Имена месяцев суть знаки, произвольно заброшенные во время и в движение природы, но звук этих имен вызывает на поверхность чувства и окрашивает ими небо, и землю, и сердце человека, который возвращается домой. Лишь когда дорога бесконечна, а тело лишено сил, угасают яркие переливы надежды и света. Тогда и в цветущем молодом мае между нежной зеленью полей и буйной порослью молодой травы все отчетливей проступают приметы страшных буден, они множатся, растут ввысь и заполняют все чувства формами распада и запахом тлена.
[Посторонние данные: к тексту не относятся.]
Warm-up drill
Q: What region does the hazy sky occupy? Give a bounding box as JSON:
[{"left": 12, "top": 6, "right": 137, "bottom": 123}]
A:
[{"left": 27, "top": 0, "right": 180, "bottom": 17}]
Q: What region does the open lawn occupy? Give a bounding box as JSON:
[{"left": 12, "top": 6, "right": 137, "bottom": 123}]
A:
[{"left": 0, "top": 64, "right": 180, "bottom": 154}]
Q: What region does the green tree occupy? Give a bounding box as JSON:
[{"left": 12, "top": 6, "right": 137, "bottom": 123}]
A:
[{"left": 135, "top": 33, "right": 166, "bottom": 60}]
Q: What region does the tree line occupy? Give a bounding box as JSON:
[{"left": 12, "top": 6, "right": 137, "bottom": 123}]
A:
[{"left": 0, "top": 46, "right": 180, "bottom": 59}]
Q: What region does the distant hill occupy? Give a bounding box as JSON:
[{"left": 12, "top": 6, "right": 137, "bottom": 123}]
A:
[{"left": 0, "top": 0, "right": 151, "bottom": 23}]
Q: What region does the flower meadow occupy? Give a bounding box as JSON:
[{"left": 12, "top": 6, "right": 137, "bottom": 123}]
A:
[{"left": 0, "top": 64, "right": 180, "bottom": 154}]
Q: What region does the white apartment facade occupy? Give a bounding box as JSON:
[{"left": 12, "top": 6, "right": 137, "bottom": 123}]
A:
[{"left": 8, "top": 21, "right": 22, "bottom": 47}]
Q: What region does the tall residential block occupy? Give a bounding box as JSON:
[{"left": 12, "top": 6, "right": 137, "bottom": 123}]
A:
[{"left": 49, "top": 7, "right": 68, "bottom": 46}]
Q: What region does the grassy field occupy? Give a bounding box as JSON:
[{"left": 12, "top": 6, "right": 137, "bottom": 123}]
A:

Все ближе подступают они к дороге: мертвые лошади, коровы, козы, собаки, кошки — и люди. Опрокинутые телеги лежат в канавах, из лопнувших мешков сыплются овес, мука и картошка; перьями вспоротых перин играет весенний ветер, унизывая нежные, влажные почки придорожных деревьев трепетной белизной. Длинные колонны чужих солдат шагают по дорогам, они хорошо одеты, они сыты, они поют — это поет радость победителей: танки, грузовики и могучие орудия обгоняют их. Тяжело пройти полтораста километров пешком, когда ноги, упрятанные в лыжные ботинки, по щиколотку покрыты запекшейся кровью, очень тяжело. Хотя прохудившийся мешок за плечами почти ничего не весит, в нем как-никак лежит краюха черствого хлеба, цветочный горшок вместо кружки и несколько картофелин из лопнувшего мешка на последней опрокинутой телеге.